I'm thinking that what will happen is people will end up in a regular public hospital, with VAC flipping the bill for all the above and beyond costs if the needs arise.  Unless of course someone can convince the DGHS and Surg Gen to reopen in patient facilities again...a really expensive pipe dream with high quality imported dope.

:2c:

MM
 
I wish more Civ. hospitals were more up to speed re: things like ptsd-presentation.  It's been my experience that standards are weak and not uniformally standard in that regard.  I also see this as a violation of 'professional ethics' where there would be some obligation to have at least some basic training handling ptsd-presentation (e.g. easy tricks to help guide a person out of flashback, dissociation, opportunties for quick 5 minute intervention to 'bring back, help re-orientate to the 'present moment').

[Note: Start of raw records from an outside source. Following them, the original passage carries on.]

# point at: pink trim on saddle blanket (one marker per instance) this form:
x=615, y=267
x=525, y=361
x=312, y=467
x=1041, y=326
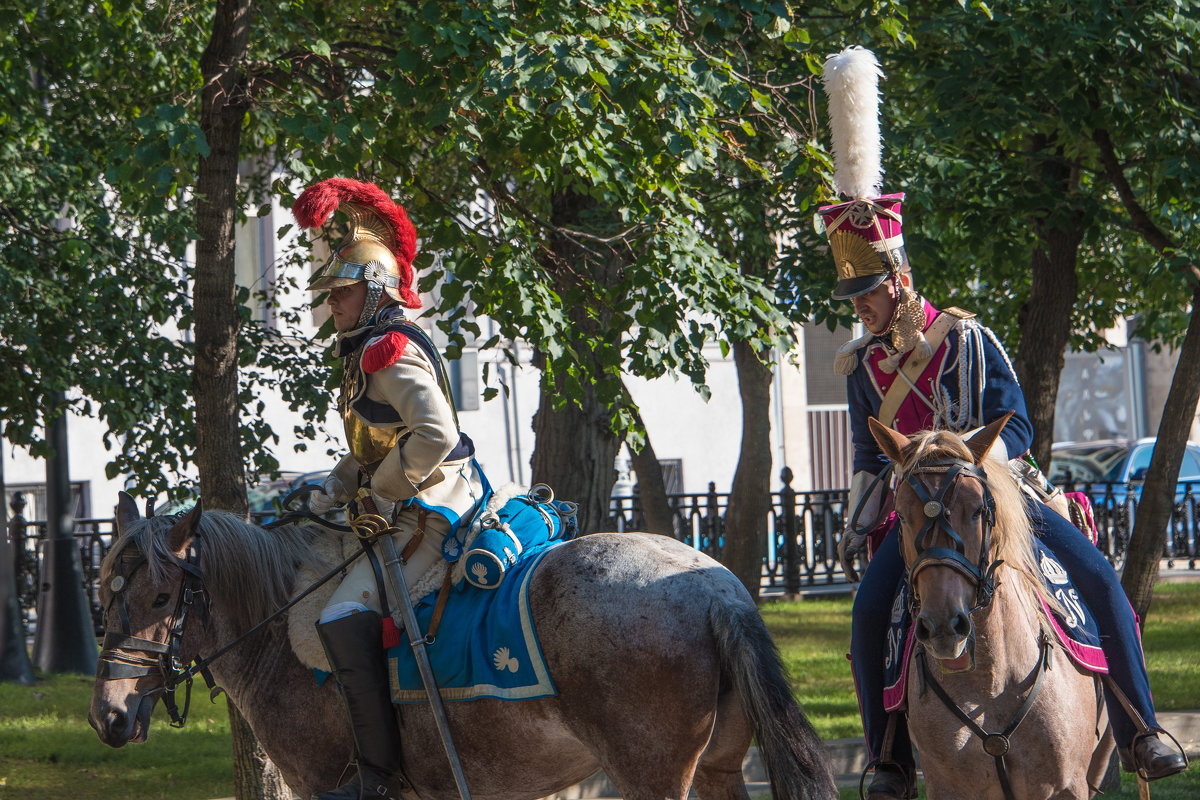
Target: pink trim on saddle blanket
x=895, y=696
x=1089, y=656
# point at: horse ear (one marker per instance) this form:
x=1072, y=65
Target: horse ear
x=891, y=441
x=982, y=441
x=181, y=535
x=126, y=511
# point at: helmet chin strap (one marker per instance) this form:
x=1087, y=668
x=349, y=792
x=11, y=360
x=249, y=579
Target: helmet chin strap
x=895, y=308
x=370, y=304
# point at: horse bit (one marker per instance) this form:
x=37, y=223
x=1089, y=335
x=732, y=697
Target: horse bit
x=983, y=575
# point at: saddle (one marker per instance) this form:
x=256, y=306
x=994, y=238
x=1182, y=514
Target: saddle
x=484, y=643
x=1075, y=630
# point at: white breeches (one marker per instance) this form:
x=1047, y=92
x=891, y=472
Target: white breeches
x=359, y=590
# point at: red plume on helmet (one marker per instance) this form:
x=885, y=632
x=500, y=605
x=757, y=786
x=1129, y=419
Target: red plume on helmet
x=394, y=229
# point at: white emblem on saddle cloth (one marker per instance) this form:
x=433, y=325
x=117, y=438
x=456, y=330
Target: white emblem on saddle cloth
x=1054, y=571
x=504, y=661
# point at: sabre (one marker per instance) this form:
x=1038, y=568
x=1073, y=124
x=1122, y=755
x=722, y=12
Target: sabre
x=371, y=527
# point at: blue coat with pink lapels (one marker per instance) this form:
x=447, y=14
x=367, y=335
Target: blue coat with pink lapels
x=970, y=362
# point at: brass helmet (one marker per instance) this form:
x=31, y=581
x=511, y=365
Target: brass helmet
x=379, y=244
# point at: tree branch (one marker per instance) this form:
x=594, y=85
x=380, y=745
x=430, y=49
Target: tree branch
x=1138, y=215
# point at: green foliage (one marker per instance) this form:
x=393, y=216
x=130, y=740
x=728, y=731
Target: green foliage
x=603, y=181
x=583, y=173
x=993, y=118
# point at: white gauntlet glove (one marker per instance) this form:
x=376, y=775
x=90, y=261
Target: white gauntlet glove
x=387, y=507
x=331, y=493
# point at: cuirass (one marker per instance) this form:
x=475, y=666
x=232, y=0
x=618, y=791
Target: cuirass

Sometimes Civ. hospital winds up being a "first stop", e.g. "holy crap, it is out of control", and common for others to wait till absolutely cannot wait any longer to move on getting help, treatment.  It's still better than nothing, as Civ hospital can keep you safe, to ride out the crisis of it, the shock of it.  I think from my 'horror experiences' of it, I ought to take more action on that (and now that I'm in a more stablized space, so that I could possibly take that on, a little further) and I know I can do that in part by petitioning Canadian Mental Health Association (since part of their mandate is to do with training, education-- and would also direct to other partner advocacy groups).  I also had a really lousy GP and thankfully got away and found something much better (but I did get CMHA to send an "education package" to them, and hopefully that helps a little more re: other patients who present ptsd, or mental health issue).  I don't know if this is just a local problem here or provincially or whatever, may not be the case everywhere.  But I've had some time to look back (beyond personal issue, to looking at standards) and I don't think it looks right.  And I've had more experience of other helpers in which good training is obvious.  If the heart is not there (and I care less about that), but that the professionalism of applying good training, assessment, response.  It really shouldn't be that complicated.

:2c:  And I do support the urgent need for maintaining and/or expanding, as necessary, the need for specialized hospital programs for OSI/ trauma recovery etc.  I see it as a relatively smaller investment vs. the world of good it can do to help equip others with at least an introduction to good training for dealing with those particular OSIs, etc.  And re-train opportunities as necessary, which can be par for the course.
 
Sure a good way of keeping costs down at veteran's hospitals if they're only allowing the small number of 70-80 year olds that served in Korea in. Our VAC system is so archaic, nothing will fix it but a ground up restructure.